General Election 2010: £40 million bet on outcome
British voters have wagered more than £40 million on the outcome of the General Election, despite predictions that it could be the closest for a generation.
There has been a reported four fold increase in the number of bets being placed, compared to the 2005 campaign.
Punters have been gambling on a wide range of outcomes with most of the money being wagered on a hung parliament or Conservative majority.
One punter placed a £5,000 bet with William Hill that Gordon Brown would stay in Downing Street with an overall majority.
With odds of 14/1 the anonymous gambler, who placed the bet in Clapham, south London, stands to win £75,000 if Labour defies the polls.
Elsewhere however a large amounts of cash have been placed on a David Cameron win, leaving the bookmakers nervous.
William Hill reported taking a £6,000 bet from one voter on an overall Conservative majority, which with odds of 6/4 would see them walk away with £15,000.
In another far less risky bet, a client of William Hill placed £10,000 on Liberal Democrat leader Nick Clegg retaining his Sheffield Hallam seat.

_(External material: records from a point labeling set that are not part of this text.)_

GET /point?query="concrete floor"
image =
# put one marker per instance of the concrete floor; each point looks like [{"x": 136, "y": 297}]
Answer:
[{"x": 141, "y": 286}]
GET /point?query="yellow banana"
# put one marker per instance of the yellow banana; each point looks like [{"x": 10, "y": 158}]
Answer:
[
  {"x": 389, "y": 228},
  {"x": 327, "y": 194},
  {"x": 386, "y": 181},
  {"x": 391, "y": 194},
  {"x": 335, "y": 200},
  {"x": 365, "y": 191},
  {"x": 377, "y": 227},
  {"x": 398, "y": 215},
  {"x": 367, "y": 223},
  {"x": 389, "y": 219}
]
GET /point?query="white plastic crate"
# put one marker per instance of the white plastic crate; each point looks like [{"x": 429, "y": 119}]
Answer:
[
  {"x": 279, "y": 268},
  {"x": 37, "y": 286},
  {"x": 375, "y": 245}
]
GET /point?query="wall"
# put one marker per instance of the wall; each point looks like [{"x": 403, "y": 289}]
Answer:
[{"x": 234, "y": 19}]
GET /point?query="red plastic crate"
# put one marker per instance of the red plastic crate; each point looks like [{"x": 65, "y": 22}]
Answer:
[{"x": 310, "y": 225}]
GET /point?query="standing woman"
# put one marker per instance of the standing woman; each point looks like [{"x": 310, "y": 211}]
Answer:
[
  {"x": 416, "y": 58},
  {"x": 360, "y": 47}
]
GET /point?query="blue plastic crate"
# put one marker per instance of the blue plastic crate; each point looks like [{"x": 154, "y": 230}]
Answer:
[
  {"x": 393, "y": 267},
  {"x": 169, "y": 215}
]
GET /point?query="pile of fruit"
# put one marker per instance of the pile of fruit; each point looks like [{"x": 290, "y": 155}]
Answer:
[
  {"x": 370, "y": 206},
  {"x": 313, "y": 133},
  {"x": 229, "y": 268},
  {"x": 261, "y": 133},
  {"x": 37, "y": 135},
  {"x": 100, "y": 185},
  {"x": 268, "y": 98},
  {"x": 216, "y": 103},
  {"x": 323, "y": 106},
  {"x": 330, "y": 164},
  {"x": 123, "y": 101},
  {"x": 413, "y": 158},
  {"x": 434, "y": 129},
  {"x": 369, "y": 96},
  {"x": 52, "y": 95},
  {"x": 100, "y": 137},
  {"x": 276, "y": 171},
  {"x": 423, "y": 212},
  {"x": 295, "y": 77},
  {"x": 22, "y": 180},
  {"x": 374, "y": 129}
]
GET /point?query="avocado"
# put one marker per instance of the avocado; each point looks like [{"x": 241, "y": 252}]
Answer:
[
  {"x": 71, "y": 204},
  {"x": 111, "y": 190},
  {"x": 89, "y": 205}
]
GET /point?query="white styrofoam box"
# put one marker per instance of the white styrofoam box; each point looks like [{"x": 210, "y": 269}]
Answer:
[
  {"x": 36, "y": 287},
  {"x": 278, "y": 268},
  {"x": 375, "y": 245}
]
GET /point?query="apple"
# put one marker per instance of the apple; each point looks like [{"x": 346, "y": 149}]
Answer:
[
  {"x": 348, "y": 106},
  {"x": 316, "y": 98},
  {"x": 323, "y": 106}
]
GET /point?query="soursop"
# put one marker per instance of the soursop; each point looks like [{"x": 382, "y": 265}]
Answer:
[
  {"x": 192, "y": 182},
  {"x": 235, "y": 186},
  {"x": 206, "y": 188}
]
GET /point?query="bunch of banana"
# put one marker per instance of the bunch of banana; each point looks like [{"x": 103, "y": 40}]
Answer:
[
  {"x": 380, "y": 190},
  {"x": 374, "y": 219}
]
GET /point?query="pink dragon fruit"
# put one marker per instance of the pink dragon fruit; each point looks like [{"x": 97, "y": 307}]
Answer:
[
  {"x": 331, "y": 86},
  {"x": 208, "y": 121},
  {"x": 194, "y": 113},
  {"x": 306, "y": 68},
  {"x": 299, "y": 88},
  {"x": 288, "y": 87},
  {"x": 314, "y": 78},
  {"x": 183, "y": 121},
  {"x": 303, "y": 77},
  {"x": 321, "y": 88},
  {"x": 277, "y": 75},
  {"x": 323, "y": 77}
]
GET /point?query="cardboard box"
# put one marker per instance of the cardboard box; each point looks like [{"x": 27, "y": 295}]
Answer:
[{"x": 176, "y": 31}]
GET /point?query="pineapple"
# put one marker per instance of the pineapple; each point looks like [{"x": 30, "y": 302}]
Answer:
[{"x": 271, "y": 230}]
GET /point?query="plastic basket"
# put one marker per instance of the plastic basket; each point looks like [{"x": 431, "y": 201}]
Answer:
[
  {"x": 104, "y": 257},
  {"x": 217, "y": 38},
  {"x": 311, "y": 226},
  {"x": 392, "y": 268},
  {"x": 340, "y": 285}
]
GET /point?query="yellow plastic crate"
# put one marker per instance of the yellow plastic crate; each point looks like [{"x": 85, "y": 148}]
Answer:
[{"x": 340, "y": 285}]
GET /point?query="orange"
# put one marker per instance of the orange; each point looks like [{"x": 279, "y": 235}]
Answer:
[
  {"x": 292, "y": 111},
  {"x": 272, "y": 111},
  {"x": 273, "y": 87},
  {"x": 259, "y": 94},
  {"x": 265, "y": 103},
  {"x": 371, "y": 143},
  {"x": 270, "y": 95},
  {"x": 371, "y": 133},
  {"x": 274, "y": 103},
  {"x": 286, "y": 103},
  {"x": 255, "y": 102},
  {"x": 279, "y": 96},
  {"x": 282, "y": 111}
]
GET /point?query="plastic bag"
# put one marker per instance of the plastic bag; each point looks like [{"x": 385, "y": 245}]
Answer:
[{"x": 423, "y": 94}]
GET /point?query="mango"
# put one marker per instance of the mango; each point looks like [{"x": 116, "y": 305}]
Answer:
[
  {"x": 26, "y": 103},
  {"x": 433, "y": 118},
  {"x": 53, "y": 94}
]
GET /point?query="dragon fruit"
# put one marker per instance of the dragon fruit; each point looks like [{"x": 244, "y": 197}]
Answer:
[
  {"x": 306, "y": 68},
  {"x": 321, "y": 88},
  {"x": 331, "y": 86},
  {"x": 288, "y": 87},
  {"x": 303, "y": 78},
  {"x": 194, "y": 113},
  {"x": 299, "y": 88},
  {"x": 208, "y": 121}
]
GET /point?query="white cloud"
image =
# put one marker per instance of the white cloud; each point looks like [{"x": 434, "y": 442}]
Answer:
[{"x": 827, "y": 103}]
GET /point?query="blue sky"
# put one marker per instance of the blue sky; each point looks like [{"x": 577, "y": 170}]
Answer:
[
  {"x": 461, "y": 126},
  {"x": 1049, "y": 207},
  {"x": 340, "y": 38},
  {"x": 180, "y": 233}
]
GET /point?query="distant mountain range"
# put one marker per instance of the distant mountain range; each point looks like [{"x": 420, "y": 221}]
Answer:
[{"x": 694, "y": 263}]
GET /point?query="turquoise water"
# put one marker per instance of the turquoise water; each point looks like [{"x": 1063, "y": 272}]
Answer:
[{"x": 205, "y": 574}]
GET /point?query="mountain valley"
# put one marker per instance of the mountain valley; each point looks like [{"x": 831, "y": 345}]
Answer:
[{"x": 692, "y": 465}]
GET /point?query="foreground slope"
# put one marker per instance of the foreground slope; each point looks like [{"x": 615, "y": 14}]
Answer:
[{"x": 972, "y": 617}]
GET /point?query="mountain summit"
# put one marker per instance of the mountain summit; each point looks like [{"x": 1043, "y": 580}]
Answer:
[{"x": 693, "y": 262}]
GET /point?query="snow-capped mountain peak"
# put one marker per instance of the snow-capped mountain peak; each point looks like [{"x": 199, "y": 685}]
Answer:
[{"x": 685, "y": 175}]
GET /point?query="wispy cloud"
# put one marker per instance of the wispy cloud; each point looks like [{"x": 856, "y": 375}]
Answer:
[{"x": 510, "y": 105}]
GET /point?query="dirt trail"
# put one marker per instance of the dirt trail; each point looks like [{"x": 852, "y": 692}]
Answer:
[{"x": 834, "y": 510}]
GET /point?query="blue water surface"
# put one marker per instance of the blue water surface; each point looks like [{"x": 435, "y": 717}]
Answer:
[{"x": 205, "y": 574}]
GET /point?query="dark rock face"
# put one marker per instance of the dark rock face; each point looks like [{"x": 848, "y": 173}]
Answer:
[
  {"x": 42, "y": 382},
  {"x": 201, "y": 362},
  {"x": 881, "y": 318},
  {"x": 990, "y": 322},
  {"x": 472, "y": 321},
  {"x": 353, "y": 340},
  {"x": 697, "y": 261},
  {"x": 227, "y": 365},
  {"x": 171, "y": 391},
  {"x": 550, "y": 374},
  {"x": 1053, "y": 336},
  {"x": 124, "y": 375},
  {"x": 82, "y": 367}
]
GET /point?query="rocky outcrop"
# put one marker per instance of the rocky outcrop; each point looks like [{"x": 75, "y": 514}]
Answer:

With odds of 1/50, the punter stands to make a £200 profit.
William Hill spokesman Graham Sharpe said: "Traditionally over recent years political betting has been for political anoraks, but all of a sudden people have been given food for thought."
As the polls opened across Britain, William Hill insists the outcome remained to close to call.
We have also offered odds of a million to one that Monster Raving Loony Party leader Alan Hope will be the next prime minister.